Core Liability Components & Assumptions

IFRS 17's Hidden Gem: Valuing Asset Management Fees in Insurance Contracts

Lux Actuaries3 min read

The arrival of IFRS 17 has sent ripples across the insurance industry, with most of the focus landing on the complexities of the Contractual Service Margin (CSM) and risk adjustments. However, a crucial, often overlooked, aspect of the standard is how it treats cash flows from services other than insurance coverage. For many insurers, particularly those with unit-linked or variable products, this means taking a hard look at a significant revenue stream: asset management services.

So, how do you estimate future cash flows from these services under IFRS 17? Let's demystify it.

First, What Are We Valuing?

Many insurance contracts are more than just a promise to pay a claim; they are hybrid instruments that bundle insurance protection with an investment vehicle. Think of a unit-linked policy. The insurer not only provides life cover but also manages a pool of assets on the policyholder's behalf, charging a fee for this service. This fee is typically a percentage of the Assets Under Management (AUM).

Under IFRS 17, this asset management component is considered a distinct service. The standard requires you to identify the future fees you expect to earn from providing this service and include them in your initial measurement of the insurance contract. The profit from these fees is then locked into the CSM and released into the income statement over time as the service is delivered—not just when the cash arrives.

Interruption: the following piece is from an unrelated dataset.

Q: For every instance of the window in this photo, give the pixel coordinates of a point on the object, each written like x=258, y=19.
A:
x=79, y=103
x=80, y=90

The Core Challenge: Projecting the Fee Base

Since the fee is tied to AUM, the entire estimation exercise hinges on one critical question: What will the AUM be over the entire life of the contract? To answer this, you can't just look at today's balance. You need to build a projection that incorporates three key drivers:

1. Future Premiums

This is the most straightforward component. It involves estimating the expected cash inflows from policyholders into the fund based on the contract terms and expected persistency.

2. Investment Returns

This is the trickiest piece of the puzzle. IFRS 17 requires estimates of future cash flows to be unbiased and reflect conditions at the measurement date. This means you can't simply plug in your company's long-term optimistic market forecast. Instead, projections should be based on observable market inputs, such as current yield curves for fixed-income assets and a justifiable equity risk premium for stocks. The goal is a realistic, market-consistent expectation, not a hopeful one.

3. Policyholder Behavior

Finally, you must project the cash outflows. How many policyholders will surrender their policies, make withdrawals, or switch funds? These assumptions directly reduce the future AUM base on which you will earn fees. Historical data, economic outlook, and product features all play a role in developing these behavioral models.

Putting It All Together

Once you have robust assumptions for these three drivers, the process becomes a matter of calculation. You project the AUM balance year by year, apply your fee percentage to calculate the expected revenue, and then discount those future cash flows back to a present value. This value directly informs the initial calculation of your CSM.

Getting this estimate right is more than a compliance exercise. It ensures that the profit recognized over time truly reflects the value you are delivering through your asset management services. By focusing on a robust and defensible projection of the underlying AUM, you can unlock a clearer, more accurate picture of your business under IFRS 17.